Konzern- und Jahresabschlüsse

Fensterbau Haynitzsch GmbH vertr. d.d. InsO-Verwalt. RA Prof. Dr. Nikolaus Schmidt

Luckau

Jahresabschluss zum Geschäftsjahr vom 01.01.2011 bis zum 31.12.2011

Bilanz

Aktiva

31.12.2011
EUR
31.12.2010
EUR
A. Umlaufvermögen 10.921,08 44.652,27
I. Forderungen und sonstige Vermögensgegenstände 1.376,94 26.678,49
II. Kassenbestand, Bundesbankguthaben, Guthaben bei Kreditinstituten und Schecks 9.544,14 17.973,78
B. nicht durch Eigenkapital gedeckter Fehlbetrag 78.877,75 46.946,56
Bilanzsumme, Summe Aktiva 89.798,83 91.598,83

Passiva

31.12.2011
EUR
31.12.2010
EUR
A. Eigenkapital 0,00 0,00
I. gezeichnetes Kapital 25.564,59 25.564,59
II. Bilanzverlust 104.442,34 72.511,15
III. nicht gedeckter Fehlbetrag 78.877,75 46.946,56
B. Rückstellungen 8.800,00 10.600,00
C. Verbindlichkeiten 80.998,83 80.998,83
Bilanzsumme, Summe Passiva 89.798,83 91.598,83

Anhang


Bilanzierungs- und Bewertungsmethoden

Über das Vermögen der Fensterbau Haynitzsch GmbH wurde am 16. Dezember 2009 das Insolvenzverfahren vor dem Amtsgericht Dresden eröffnet und Rechtsanwalt Prof. Dr. Nikolaus Schmidt zum Insolvenzverwalter bestellt.
Die werbende Tätigkeit wurde am 09. November 2009 eingestellt.
Der Schlussbericht wurde am 15. März 2012 erstellt und beim Amtsgericht Cottbus eingereicht.

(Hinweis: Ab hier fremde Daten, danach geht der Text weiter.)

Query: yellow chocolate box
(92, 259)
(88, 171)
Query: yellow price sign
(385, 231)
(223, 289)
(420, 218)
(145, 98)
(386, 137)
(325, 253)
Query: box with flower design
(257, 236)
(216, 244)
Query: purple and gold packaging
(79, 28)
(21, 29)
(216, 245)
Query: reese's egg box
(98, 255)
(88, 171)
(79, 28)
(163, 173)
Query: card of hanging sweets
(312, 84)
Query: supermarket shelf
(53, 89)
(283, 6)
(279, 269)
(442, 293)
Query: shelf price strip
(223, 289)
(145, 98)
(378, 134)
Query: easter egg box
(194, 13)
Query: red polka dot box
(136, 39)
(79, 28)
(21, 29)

Der vorliegende Jahresabschluss wurde auf der Grundlage der durch den Insolvenzverwalter
erstellten Vermögensaufstellung im Gutachten vom 14. Dezember 2009 sowie unter Berücksichtigung der Insolvenzverwalterberichte und wertaufhellender Tatsachen erstellt.
Die Gliederung erfolgte nach den Bestimmungen des § 266 HGB.

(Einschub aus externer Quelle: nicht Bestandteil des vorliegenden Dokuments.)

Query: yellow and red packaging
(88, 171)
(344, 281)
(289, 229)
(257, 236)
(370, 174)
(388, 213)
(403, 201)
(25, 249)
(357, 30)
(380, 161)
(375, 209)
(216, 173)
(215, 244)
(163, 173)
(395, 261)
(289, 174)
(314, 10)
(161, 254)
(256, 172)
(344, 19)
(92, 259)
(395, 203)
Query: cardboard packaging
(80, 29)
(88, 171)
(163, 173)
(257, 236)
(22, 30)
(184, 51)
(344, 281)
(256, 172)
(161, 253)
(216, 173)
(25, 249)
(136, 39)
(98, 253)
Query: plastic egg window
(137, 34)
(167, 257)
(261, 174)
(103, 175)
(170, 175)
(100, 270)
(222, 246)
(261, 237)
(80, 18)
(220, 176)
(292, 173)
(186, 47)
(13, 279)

Gegenstände des zum Verkauf bestimm Anlagevermögens sind nicht mehr vorhanden.

Die ausgewiesenen zweifelhaften Forderungen konnten trotz eingeleiteter Vollstreckungsmaßnahmen nicht realisiert werden und wurden somit wertberichtigt.

Die sonstigen Vermögensgegenstände und liquiden Mittel wurden mit dem Nominalwert angesetzt.

Der Verlust wird vorgetragen.

Die Rückstellungen wurden nach vernünftiger kaufmännischer Beurteilung bemessen und mit dem Erfüllungsbetrag ausgewiesen.

Die Verbindlichkeiten wurden mit dem in der Gläubigerliste festgestellten Erfüllungsbetrag passiviert.



Der Insolvenzverwalter
gez. Prof. Dr. Nikolaus Schmidt
  

sonstige Berichtsbestandteile


Angaben zur Feststellung:
Der Jahresabschluss wurde zur Wahrung der gesetzlich vorgeschriebenen Offenlegungsfrist vor der Feststellung offengelegt.